Die Zahl der Arbeitslosen soll sich den Angaben zufolge in diesem und im nächsten Jahr bei rund 2,8 Millionen einpendeln. Von der guten Konjunktur profitiert auch der Fiskus. "Der deutsche Staatshaushalt könnte zudem bis 2015 in etwa ausgeglichen bleiben, im Jahr 2016 könnte ein merklicher Überschuss erreicht werden", hieß es. Dahinter stehen den Bundesbank-Ökonomen zufolge vor allem die günstige Konjunktur und weiter sinkende Zinslasten. Eine bessere Haushaltsentwicklung wird aus Sicht der Bundesbank jedoch durch finanzpolitische Maßnahmen wie das kürzlich vom Bundestag verabschiedete Rentenpaket behindert.

Mit Blick auf die Inflationsrate rechnet die Bundesbank erst 2016 wieder mit einem Wert nahe dem EZB-Ziel. Dann soll die Teuerung bei 1,9 Prozent. Für dieses und nächsten Jahr werden hingegen nur 1,1 und 1,5 Prozent prognostiziert. Allerdings spielt dabei die erwartete Entwicklung der Energiepreise eine gewisse Rolle. "Die Inflationsrate ohne Berücksichtigung der Energiepreise dürfte sich bis 2016 auf mehr als 2 Prozent erhöhen", teilte die Bundesbank mit.

Trendwende bei Exporte?

Unterdessen haben sich die Ausfuhren im April auf Monatssicht deutlich erholt. Saisonbereinigt betrug das Plus 3,0 Prozent. In den beiden Monaten zuvor waren die Verkäufe ins Ausland gesunken. Dagegen erhöhten sich die Einfuhren laut dem Statistikamt auf Monatssicht lediglich um 0,1 Prozent. Damit wies der Außenhandel nach vorläufigen Ergebnissen einen saisonbereinigten Überschuss von 17,7 Milliarden Euro auf.
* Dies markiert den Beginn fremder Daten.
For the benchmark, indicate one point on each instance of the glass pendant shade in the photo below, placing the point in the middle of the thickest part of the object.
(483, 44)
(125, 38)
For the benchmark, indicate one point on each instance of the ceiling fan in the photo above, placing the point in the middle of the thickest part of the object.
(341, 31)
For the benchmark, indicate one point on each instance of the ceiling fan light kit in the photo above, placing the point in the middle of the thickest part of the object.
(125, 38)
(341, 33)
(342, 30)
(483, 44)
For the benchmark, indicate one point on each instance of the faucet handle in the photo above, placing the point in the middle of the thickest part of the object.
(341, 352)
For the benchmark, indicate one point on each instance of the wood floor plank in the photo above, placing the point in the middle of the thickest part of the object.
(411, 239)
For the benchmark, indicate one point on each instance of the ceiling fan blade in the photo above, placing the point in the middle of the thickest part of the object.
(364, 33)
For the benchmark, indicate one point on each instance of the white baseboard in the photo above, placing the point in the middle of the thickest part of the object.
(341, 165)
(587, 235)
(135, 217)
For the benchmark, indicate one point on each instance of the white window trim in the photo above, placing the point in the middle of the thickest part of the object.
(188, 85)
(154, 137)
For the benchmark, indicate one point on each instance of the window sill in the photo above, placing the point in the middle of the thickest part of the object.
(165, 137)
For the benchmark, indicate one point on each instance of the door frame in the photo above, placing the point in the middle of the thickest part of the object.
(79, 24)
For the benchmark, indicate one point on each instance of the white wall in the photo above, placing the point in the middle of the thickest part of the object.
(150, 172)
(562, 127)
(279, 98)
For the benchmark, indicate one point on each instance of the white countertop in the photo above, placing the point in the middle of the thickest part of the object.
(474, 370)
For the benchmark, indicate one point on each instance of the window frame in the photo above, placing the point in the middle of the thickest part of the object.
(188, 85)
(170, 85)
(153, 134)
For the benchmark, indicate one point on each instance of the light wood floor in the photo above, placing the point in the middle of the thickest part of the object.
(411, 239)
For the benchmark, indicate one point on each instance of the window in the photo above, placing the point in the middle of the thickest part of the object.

Auf Jahressicht gingen die Exporte indes zurück. Zwar konnte in den EU-Länder mehr abgesetzt werden. Doch sanken die Lieferungen in die sogenannten Drittländer. Die Importe legten leicht zu. Seit Jahresbeginn verzeichneten die deutschen Exporteure damit ein Plus von 2,2 Prozent. Die Einfuhren erhöhten sich um 3,5 Prozent.